杨前锋紧锁着眉头说:“很累?晚上在家睡觉?那李晚秋的精神怎么那么好呢?还打了一晚上麻将。”接着他松开眉头说:“在家睡觉有人证明吗?”
周杰摇摇头说:“睡觉没有人证明,他和父母分开过了,一个人睡在山边上那个房子里。”说完又自言自语的说:“对啊!他和李晚秋是一道做生意的,他那么累,怎么李晚秋像打了鸡血似的打了一晚上麻将呢!”
“这样想就对了。”杨前锋接着说:“现在我们把他们作为重点怀疑对象进行控制,对他俩我们可以采取一些手段,因为我们现在手上没有任何证据,就是传来了也审不下去,那样不但惊动了他们,而且以后这个案子更没法查下去了,最好我们先找到尸源,另外怀疑他们俩的事我们三个大队领导心中有数就行了,不要八字还没有一撇,就搞的风风雨雨的,一是不能很好的保密,二是如果案子一下拿不下来,局里人还以为我们在吹牛。”
周杰笑笑说:“我懂。”接着站起来说:“那下步就按你说的去做,我走了。”
杨前锋笑着看了看他离去的背影,心想真是一个好同志……
第344章 赌场有枪
查明敲诈一案比较简单,很快就查清楚了,经金水县人民检察院审查,已经批准逮捕,查明被宣布逮捕的第五天下午报告看守所民警要求刑警大队提审,杨前锋接到看守所电话后立即安排凤雷等人去了。

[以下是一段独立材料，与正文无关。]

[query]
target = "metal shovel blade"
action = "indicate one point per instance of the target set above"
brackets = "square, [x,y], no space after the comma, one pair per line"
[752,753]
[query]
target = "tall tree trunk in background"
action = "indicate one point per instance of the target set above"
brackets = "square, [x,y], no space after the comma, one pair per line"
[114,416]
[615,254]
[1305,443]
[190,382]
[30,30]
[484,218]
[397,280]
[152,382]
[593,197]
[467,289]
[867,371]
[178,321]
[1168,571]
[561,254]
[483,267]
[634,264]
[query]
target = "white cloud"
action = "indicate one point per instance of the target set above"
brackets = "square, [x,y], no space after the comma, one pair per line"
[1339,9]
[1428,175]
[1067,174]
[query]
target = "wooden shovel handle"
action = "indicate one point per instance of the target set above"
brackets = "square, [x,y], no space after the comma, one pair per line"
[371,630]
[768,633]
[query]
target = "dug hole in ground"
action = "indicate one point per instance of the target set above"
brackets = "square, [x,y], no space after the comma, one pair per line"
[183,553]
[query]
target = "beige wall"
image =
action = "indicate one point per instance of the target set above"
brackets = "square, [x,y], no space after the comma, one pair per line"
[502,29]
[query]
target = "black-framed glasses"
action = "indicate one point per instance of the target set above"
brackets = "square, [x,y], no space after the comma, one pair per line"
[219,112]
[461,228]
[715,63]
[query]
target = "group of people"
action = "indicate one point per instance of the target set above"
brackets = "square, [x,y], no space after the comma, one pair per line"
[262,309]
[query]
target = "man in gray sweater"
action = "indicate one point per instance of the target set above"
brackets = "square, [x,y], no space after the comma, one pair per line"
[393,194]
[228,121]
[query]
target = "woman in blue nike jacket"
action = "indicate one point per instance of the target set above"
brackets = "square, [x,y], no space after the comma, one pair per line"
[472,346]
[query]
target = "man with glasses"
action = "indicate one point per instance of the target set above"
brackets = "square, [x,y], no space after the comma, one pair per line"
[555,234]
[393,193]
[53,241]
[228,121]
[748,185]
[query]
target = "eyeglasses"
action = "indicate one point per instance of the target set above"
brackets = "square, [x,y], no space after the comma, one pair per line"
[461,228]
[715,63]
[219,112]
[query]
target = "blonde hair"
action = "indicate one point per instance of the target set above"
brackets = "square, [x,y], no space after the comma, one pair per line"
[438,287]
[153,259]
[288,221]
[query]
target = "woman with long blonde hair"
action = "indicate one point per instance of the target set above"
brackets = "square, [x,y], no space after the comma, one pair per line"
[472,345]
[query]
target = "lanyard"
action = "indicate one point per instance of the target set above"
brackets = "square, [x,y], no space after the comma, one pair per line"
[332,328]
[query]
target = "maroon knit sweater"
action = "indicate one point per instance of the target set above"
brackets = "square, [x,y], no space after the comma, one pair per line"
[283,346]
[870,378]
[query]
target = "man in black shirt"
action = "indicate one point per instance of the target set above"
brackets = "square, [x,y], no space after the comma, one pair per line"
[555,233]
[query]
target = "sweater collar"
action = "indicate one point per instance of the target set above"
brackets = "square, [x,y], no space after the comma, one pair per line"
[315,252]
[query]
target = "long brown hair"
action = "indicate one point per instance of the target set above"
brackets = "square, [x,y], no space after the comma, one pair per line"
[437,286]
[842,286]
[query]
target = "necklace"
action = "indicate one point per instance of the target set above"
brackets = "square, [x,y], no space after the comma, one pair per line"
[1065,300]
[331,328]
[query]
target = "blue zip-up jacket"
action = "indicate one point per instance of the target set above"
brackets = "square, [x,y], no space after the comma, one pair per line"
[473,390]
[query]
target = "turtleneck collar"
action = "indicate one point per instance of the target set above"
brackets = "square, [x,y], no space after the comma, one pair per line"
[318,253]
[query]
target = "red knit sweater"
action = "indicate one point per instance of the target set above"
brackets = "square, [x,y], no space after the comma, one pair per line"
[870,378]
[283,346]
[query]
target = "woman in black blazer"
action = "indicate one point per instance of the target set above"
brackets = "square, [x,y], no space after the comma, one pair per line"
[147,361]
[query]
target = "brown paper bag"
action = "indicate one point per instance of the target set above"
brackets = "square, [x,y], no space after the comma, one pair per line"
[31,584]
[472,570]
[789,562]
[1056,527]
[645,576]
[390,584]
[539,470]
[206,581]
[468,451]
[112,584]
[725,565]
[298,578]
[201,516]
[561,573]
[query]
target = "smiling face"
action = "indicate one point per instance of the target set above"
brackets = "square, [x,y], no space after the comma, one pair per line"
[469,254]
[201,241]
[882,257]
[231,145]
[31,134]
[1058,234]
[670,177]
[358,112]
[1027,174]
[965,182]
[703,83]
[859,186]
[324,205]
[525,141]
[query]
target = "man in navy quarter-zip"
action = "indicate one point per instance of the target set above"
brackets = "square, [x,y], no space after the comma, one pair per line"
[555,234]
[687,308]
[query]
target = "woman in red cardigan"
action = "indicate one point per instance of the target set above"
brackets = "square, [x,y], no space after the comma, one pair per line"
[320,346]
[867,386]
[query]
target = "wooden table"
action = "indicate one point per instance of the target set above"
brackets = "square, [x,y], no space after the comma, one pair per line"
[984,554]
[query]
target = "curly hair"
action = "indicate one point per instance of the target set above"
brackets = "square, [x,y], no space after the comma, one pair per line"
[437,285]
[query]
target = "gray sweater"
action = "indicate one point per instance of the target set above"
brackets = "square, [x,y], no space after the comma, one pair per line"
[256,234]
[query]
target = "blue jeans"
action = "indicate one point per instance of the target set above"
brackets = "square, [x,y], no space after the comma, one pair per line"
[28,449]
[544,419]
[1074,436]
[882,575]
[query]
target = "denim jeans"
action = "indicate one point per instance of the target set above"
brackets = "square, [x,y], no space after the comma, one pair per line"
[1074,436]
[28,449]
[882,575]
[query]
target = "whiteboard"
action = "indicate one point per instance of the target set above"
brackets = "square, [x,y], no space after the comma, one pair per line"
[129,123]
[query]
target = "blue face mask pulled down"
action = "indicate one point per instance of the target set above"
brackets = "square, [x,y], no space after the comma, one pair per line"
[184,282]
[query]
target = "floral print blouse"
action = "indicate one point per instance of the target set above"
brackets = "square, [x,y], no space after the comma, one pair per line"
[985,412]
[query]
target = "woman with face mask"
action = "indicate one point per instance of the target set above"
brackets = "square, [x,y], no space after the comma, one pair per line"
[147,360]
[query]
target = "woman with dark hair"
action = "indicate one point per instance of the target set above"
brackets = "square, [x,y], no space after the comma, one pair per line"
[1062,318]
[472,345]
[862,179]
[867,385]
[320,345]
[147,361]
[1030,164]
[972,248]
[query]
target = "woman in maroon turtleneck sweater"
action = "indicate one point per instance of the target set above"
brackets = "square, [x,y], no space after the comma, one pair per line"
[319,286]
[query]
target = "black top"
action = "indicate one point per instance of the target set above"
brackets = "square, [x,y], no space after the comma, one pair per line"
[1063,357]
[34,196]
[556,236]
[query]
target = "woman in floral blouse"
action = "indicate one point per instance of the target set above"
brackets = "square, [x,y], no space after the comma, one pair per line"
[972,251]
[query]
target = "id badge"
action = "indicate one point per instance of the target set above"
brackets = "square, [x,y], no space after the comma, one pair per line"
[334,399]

第二天上午杨前锋刚把急办的几项工作安排好,凤雷走进了他的办公室,杨前锋指指桌子对面的椅子意思让他坐,同时说:“昨天提审情况怎么样?”
“昨天提审回来太晚了,我来就是向你报告的。”说着把昨天的提讯笔录放到杨前锋面前坐下来,杨前锋正要看笔录,凤雷接着说:“还是我先向你汇报一下吧!”
杨前锋心想汇报也是一种锻炼,笑着放下笔录说:“好啊!”
凤雷清了清嗓子说:“查明这小子真是鬼打晕了头了,他本以为他那样做最多只拘留十五天,根本没有想到会进看守所,更没有想到会逮捕他,所以宣布逮捕后他在里面急了,上次我对他讲要知道什么违法犯罪的重要情况可以向公安机关举报,争取立功赎罪,得到法律的从轻或减轻处理,但这小子不相信我,什么也不和我说,这几天他听同监室的人告诉他相减轻处理只有立功这一条路了,所以他想了好几天,昨天终于想通了,报告看守所民警要求我们去提审。”说着他指了指审讯笔录接着说:“查明敲诈的事全部交待清楚了,这次说的是他参加赌博的事和赌博场上发生的一些事,含金量比较高,事情是这样的:这是一个流动赌场,全县边远乡镇基本都涉及到了,每个乡镇最多赌两次(并且不在同一个村)就换个地方,在我们县已经搞了小半年了。组织者是昂定虎等三人,三个人每人还带了一个保镖,每个保镖身上都带了一把长刀帮助他们维护赌场秩序,听他说三个组织赌场的人中其中有一个人是市区来的,小名叫飞兵,他家里有一个表哥在市公安局工作,在赌博场上狂的很,有次赌场的参赌人之一小三子在前一个赌场向放高利贷的借了一千块钱,这次他嬴了,所以放高利贷的就向他要那一千块钱的本金和利息,可小三子不想还,为此双方吵了起来,飞兵看他们不听保镖的制止,吵着吵着还打了起来,他突然从随身带的包里拿了把手枪出来指着小三子的头说‘借钱还钱天经地义,再无理取闹我就打爆你的头。’小三子一看以为是假枪,不在乎的说:“有种你开枪啊!”那知道飞兵把枪举到小三子头顶上,枪口对着屋顶真放了一枪,呯的一声把小三子吓的尿一裤子尿,张着嘴好一会都说不出话来。飞兵问他还不还人家钱,他回过神来连忙说还还,接着他主动把钱还了那个放高利贷的。查明说当时在场的所有人都吓呆了,没有一个敢吭声,有的连大气都不取出,飞兵用枪指了指所有的人说‘谁要再敢不听招在我的赌场闹事,我就要他的小命。’另外今天这一枪出了门谁也不准说出去,如果谁说出去让我知道了,我就带人杀了他全家,你们谁要不信完全可以试一试,下面继续赌。接着他又把小三子拉到边上讲了半天不知道他们讲了什么,之后小三子反而高兴的又上了赌桌。他们搞的赌场,赌桌上一般情况都是五十元起注,十元、二十元起注的场次也有,昂定虎他们为了抽头专门做了一个铁皮的小箱子,箱子锁起来了,箱子上面只留了一条小缝,做庄的嬴了钱,他们就从嬴的钱中拿总数的百分之二十放到小铁皮箱子里,一场赌下来,最少能抽头三五千块钱,多的时候上万,其中有个保镖手持大刀保管这个箱子。”说到这凤雷有点激动,端起他带的杯子喝了几口水。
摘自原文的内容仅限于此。